The Girl With The Dragon Tattoo by Stieg Larsson
In 1966, 385,000 troops were in Vietnam, the Beatles began contemplating Sergeant Pepper’s Lonely Heart’s Club Band and housewives across the U.S. staged a revolt against the high cost of food – while in a family compound on a remote island in the north of Sweden a troublingly pretty teen named Harriet Vanger would go missing without a trace. And the case of her disappearance would close – colder than a fijord in the dead of December.
Still, some forty odd years later her obsessive octogenarian industrialist great-uncle, who has compiled and maintained the detailed and weighty police files and photos of the case will not give up the ghost. Is he a ‘knappskalle’? (That’s Swedish for crackpot)
Or perhaps there is no ghost:
Which might explain that on his birthday each year, herr Vanger receives a lovingly pressed flower from his beloved Harriet.
Or perhaps it is from an enemy.
Enter seriously shamed, (though hunky), forty-two year old financial journalist Mikael Blomkvist who knows lots about enemies – and investigative reporting. For an outrageous sum of money as well as freezing his ears off in Sweden’s relentlessly cold north, he agrees to ‘find out’ what happened to Harriet Vanger.

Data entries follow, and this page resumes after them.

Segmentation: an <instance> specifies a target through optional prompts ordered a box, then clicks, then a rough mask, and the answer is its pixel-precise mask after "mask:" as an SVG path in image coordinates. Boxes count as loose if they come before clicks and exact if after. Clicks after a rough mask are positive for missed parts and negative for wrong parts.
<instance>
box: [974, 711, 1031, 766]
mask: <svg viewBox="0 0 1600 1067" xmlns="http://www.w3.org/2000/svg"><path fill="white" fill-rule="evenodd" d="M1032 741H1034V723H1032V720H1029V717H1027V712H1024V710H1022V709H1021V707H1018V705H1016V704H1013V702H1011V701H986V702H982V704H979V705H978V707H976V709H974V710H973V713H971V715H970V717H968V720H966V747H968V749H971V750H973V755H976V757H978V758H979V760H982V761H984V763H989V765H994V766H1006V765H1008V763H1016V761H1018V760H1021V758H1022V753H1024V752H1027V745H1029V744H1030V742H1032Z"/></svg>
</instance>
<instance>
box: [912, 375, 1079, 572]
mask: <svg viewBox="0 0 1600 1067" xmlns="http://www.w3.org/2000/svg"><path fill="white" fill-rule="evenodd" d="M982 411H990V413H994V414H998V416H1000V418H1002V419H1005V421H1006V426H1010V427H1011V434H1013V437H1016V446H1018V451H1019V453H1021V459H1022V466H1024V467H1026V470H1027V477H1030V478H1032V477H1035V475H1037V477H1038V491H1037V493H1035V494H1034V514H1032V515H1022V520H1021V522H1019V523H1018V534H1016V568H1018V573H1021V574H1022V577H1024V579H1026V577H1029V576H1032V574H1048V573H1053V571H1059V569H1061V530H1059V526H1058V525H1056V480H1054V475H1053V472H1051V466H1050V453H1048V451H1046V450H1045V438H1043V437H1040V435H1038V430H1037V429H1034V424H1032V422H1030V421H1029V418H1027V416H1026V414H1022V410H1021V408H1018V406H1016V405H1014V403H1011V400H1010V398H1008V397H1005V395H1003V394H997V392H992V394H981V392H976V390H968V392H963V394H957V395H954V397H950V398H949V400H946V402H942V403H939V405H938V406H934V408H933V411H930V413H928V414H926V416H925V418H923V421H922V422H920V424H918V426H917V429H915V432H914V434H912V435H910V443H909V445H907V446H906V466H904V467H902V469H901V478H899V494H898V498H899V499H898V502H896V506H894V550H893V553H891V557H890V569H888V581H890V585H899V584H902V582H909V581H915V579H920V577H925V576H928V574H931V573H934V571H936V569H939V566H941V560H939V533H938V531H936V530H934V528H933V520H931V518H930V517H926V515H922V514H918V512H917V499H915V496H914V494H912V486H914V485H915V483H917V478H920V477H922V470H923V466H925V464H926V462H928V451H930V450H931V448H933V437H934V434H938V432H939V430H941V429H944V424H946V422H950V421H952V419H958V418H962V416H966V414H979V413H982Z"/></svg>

While at the same time, a cunning computer hacker named Lisbeth Salander tracks Blomkvist.
Savagely sexy, vulnerable and definitely deeply disturbed, Salander, in her tats and leather, fears no man – almost to the point of reckless abandon – or at least Absolut-infused adrenalin. But her hunches are so visceral, readers of The Girl With the Dragon Tattoo by Stieg Larsson, will be clamoring to follow close behind.
The dark doors that open for her in a land known for its impeccably high standard of living, its empathy toward minorities, (though a rigid vein of Neo-Nazism persists), and its intolerance toward domestic abuse; (an indictable crime in the Swedish Penal Code since 1998), will shock some. Because this is only partly a Gone Baby Gone tale. But I’ll say no more. It wouldn’t be fair to the memory of the late Stieg Larsson whose intricately structured thriller-trilogy will surely suck you in!